Le moins qu’on puisse dire, c’est que l’héroïne de ce livre, Léa Bertrand, ne l’a pas eue facile, comme l’affirme l’expression populaire mise en sous-titre : J’ai la mémoire chagrine. Et comme le souligne Romuald, l’autre protagoniste de ce roman, on a affaire non pas à « une scène mélodramatique digne des feuilletons des journaux », mais à plusieurs. Ce roman est divisé en trois parties suivies d’un épilogue.
« Déroutes » est centrée sur Léa, de sa naissance en 1885 à ses fiançailles en 1905. Léa grandit dans une famille pauvre au sein d’un petit village. Contrainte de lâcher l’école et d’abandonner son rêve de devenir institutrice, elle espère épouser Télesphore, son ami d’enfance, avec lequel elle se fiance. Ainsi se termine la première partie.
« Le médaillon » raconte la vie des frères Romuald et Rodolphe de 1923 à 1928. Romuald a été victime de la poliomyélite, ce qui l’a laissé handicapé. Lui et son frère cadet, Rodolphe, ont été placés dans un orphelinat par leur mère, qui leur a promis de venir les chercher dès que sa situation financière la permettrait. Le temps a passé et les deux frères n’ont plus de nouvelles de leur mère. Dès qu’il a son diplôme de huitième année, Romuald décide de tenter sa chance à Montréal et d’amener Rodolphe avec lui. Tout ira bien : il est vaillant, débrouillard, sympathique et serviable. Rodolphe, qui souffre d’une déficience intellectuelle, est fort et gentil. Romuald veut retrouver sa mère et comprendre pourquoi elle les a abandonnés.
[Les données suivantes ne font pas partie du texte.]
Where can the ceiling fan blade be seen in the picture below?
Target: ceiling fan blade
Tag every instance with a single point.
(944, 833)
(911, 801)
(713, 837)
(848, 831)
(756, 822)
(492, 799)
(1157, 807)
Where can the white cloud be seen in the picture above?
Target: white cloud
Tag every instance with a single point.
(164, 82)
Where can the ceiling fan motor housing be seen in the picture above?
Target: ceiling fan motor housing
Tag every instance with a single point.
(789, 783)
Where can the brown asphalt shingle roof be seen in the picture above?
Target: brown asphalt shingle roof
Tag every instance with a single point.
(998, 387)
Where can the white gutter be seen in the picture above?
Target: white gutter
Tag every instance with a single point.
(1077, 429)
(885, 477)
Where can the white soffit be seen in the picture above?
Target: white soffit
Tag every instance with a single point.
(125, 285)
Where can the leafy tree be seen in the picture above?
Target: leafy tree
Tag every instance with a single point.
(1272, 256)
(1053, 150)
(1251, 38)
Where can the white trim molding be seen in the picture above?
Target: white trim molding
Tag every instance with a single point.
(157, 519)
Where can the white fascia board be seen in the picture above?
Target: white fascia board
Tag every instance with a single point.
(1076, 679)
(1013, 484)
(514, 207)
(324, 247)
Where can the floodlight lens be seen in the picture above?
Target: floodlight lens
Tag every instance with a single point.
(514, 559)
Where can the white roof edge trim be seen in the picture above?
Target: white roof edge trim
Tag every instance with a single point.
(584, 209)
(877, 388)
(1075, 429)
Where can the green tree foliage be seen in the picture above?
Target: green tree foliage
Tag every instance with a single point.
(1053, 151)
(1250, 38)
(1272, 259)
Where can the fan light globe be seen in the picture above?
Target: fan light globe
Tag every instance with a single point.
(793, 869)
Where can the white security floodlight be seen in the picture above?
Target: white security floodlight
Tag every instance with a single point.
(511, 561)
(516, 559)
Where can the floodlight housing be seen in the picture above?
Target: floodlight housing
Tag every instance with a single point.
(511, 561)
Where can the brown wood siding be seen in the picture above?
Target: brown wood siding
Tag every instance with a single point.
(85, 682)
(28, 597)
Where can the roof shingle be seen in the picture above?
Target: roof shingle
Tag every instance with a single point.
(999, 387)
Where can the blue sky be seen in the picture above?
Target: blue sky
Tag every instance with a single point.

« Le poids du passé » se déroule de 1928 à 1931 et se construit autour des liens qui existent entre les principaux personnages des parties précédentes. Romuald trouvera réponse à sa quête en retraçant sa mère et en se liant d’amitié avec sa petite sœur Juliette.
L’épilogue, « Quelques années plus tard », nous amène en décembre 1987. Juliette apprend que Romuald est mort. C’est l’occasion en dix pages de résumer ce qu’il est advenu des personnages.
Saga historique aux personnages sympathiques et attachants, ce roman respecte toutes les lois du genre. L’approche est classique : un récit bien mené aux péripéties nombreuses, un style sobre et efficace, des dialogues nombreux et vivants bien que tous les personnages aient une même façon de s’exprimer, des sentiments nobles et un dénouement heureux bien introduit, mais exempt de surprises. Écrit au présent, le récit fait appel à un narrateur omniscient et à Léa et à Romuald selon les chapitres. De nombreux retours en arrière permettent de saisir l’ensemble de la vie des personnages et des problèmes qu’ils ont rencontrés dans le passé. Ce jeu de va-et-vient donne son rythme au récit et permet à Léa et à Romuald de réfléchir et d’analyser leur vécu.
La recréation de la vie de différentes époques est intéressante et bien documentée. Ainsi, la vie rurale de la fin du XIXesiècle dans un petit village de l’ouest de Montréal y apparaît vivante et colorée, de même que la vie dans le Montréal du premier tiers du XXesiècle.